Germany & EU stay ‘neutral’ for RMB to tackle Recession (Glacier Kwong)
Germany and the European Union(EU) are under the illusion that they could keep both their money and their freedom despite China having proven its nature as a rogue state throughout all these years.
Since the start of the anti-extradition movement in 2019, Germany and the EU have been repeatedly urging Beijing to practice self-control and engage in dialogues to resolve the situation in Hong Kong. Despite the dire straits Beijing drove Europe and the world into, by covering up COVID-19, the brutality it has demonstrated in the movement and its latest attempt to insert the national security law in a top-down manner, Germany and the EU are still reluctant to pull their heads out of the sand and acknowledge that China is a threat to world peace, public health and the freedom of the world.
Europe considers there is room to remain neutral in the new cold war. Before the pandemic broke out, Europe was suffering from the Euro-crisis where the South were unable to recover from the hit, and the currency was losing its characteristics as an optimal one. At the time, they regarded Chinese investment being of paramount importance and would like to maintain a good relationship with Beijing in order to make as much money as possible before entering an economic recession. Be that as it may, the recent pandemic has forced Europe into a recession earlier than it expected.
Other than acknowledging that it is China who unleashed the virus against the world and later turned it into a propaganda tool threatening for praise and economic benefits, Germany and Europe decided to continue their appeasing foreign policy towards China, sacrificing their core values in exchange for pockets full of Renminbi. Trading with China under such context is dealing with the devil, it is impossible to keep both conscious and money. Trading with China means they will ignore the horrible deeds China has systematically committed — incarcerating millions of Uyghurs and Kazakhs in internment and labour camps, suppressing our democratic movement, breaking international laws and treaties, covering-up COVID-19 and so on.
In Germany’s and the EU's mind, they need money and investment to overcome the recession. Yet the irony is here—relying on the state that drove the continent into its current hardship to lead them out of it. Germany’s economy is mainly constituted by the automobile industry which is highly dependent on China. The EU is about to conclude an investment agreement in September in Leipzig, Germany. That is probably why both of them are reluctant to speak up against China over Hong Kong. EU and Germany understand perfectly the act of curbing down on the movement and inserting the national security law are acts of blatant violations of human rights and ‘one country, two systems’, yet they are not willing to sacrifice the short-term economic benefits for the sake of long term protection of their core values.

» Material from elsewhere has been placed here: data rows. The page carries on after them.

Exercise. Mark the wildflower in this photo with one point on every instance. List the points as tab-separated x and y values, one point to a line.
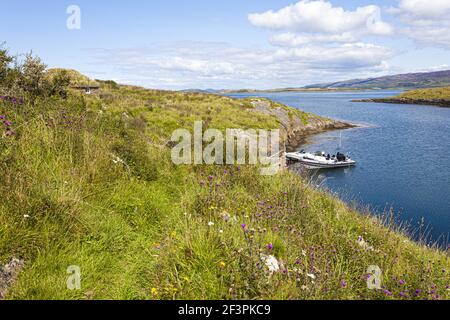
271	263
310	275
387	292
362	243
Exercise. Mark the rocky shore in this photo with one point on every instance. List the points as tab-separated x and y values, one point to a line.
431	102
295	126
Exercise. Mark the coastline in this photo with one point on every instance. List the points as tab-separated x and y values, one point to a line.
296	128
429	102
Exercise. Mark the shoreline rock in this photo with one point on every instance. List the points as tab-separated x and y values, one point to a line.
296	131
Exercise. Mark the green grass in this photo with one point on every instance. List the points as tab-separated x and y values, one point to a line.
148	229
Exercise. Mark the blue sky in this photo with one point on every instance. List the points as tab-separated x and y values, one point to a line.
175	44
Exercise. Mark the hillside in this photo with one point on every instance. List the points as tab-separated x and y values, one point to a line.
401	81
435	97
88	181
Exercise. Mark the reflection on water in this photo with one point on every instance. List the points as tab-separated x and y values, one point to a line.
403	155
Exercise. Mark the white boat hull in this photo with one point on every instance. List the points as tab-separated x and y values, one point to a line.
319	162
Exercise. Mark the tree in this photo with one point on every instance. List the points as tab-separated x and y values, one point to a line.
32	77
5	66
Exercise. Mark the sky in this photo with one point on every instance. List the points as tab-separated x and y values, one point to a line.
233	44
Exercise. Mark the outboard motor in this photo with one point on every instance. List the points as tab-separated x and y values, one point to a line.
341	157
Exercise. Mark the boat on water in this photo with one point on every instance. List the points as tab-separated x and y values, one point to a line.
320	160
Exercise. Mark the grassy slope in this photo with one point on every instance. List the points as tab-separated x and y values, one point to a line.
142	230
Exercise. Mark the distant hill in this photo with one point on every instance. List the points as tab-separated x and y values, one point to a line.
401	81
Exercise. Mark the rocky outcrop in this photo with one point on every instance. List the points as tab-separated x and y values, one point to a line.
298	125
429	102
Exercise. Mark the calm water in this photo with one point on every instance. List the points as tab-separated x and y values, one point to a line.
403	155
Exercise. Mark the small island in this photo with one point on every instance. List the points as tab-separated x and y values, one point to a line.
435	97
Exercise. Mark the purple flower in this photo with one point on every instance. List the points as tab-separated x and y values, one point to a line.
387	292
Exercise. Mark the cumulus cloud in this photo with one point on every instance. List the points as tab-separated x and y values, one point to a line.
219	65
423	8
425	21
322	17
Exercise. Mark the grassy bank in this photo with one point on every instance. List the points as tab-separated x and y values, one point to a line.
88	181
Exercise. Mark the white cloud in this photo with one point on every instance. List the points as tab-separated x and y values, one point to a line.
321	17
425	21
290	39
218	65
424	8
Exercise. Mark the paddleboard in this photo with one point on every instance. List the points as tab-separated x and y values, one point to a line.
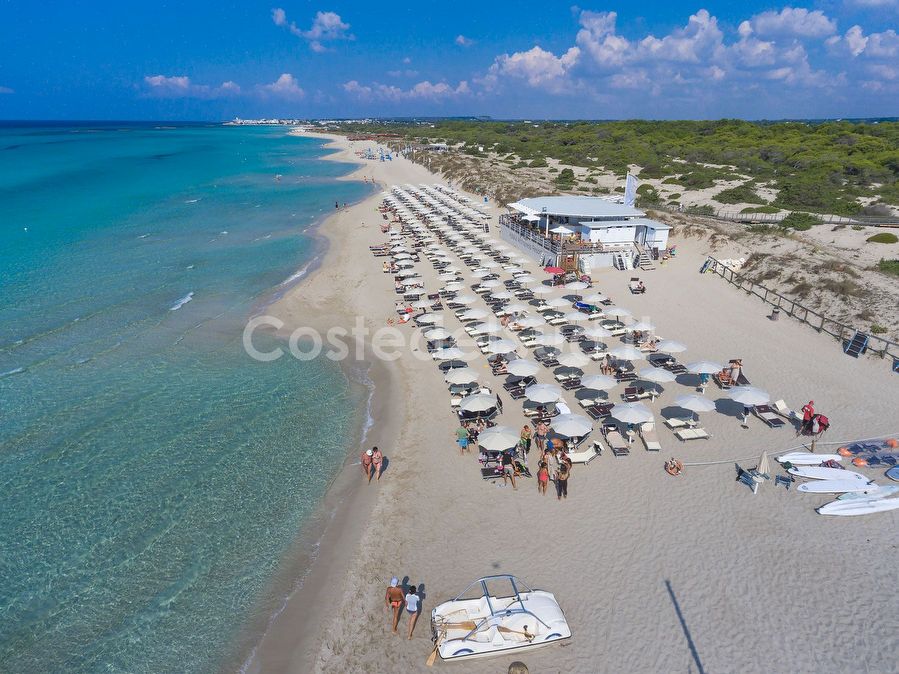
881	492
807	458
819	473
834	487
859	507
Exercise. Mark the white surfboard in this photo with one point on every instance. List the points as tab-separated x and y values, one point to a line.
820	473
859	507
807	458
834	487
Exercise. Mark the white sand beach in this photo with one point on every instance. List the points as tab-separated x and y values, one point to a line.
655	573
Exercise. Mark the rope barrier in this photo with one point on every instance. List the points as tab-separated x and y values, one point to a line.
789	449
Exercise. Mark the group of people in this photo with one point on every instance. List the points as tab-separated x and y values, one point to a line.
372	461
398	600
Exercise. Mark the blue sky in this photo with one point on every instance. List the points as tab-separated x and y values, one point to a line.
217	59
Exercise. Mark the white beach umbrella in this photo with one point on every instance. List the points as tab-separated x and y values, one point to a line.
573	359
474	315
656	375
543	393
670	346
631	413
498	438
572	425
436	333
522	367
599	382
704	367
501	346
618	312
596	332
479	402
531	321
461	375
749	395
694	403
627	352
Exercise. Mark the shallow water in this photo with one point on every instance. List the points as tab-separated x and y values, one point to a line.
152	474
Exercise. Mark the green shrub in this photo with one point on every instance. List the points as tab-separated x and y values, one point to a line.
883	237
799	221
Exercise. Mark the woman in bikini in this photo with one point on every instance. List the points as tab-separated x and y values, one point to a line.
394	599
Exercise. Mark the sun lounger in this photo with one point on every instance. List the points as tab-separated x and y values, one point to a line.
617	443
650	438
692	434
768	415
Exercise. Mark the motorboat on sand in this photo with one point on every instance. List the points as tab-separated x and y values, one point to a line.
495	615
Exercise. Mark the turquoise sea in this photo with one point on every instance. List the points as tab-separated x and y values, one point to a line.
152	475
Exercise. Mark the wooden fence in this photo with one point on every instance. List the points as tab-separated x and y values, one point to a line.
820	322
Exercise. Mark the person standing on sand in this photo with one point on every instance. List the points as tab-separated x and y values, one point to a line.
412	601
394	599
377	462
365	460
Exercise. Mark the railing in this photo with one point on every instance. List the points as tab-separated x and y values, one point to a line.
761	218
820	322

Europe ought not to give in to the economic benefits China supposedly offers and sacrifice their founding basis, the respect for human rights and the promise of advocating them. To persuade Europe to stand with Hong Kong, we have to illustrate the harm of remaining neutral in the new cold war and remind them China has never been a trustworthy player in the world. It is impossible for Hong Kong to provide the EU the same market China can offer, but we can remind Europe that trade ought to happen on an equal and fair basis. The market China offers to the automobile industry of Germany or to Europe, comes at an unaffordable cost that is too much for the continent —being overly dependent on China, subjected to China’s twisted values and losing its ability to be an independent economic body. The recession Europe is currently undergoing is brought by the pandemic, which is in fact brought by China; resolving it by subsuming China's power is not the way to go. We have to persuade Germany and the EU to pass legislatures similar to the Magnitsky Act, to impose sanctions on China and include human rights terms in relations to Hong Kong into the trade treaties they are about to conclude with China.
(Glacier Kwong, born and raised in Hong Kong, became a digital rights and political activist at the age of 15. She is currently pursuing her PhD in Law and working on the course for Hong Kong in Germany. Her work has been published on Washington Post, TIME, etc.)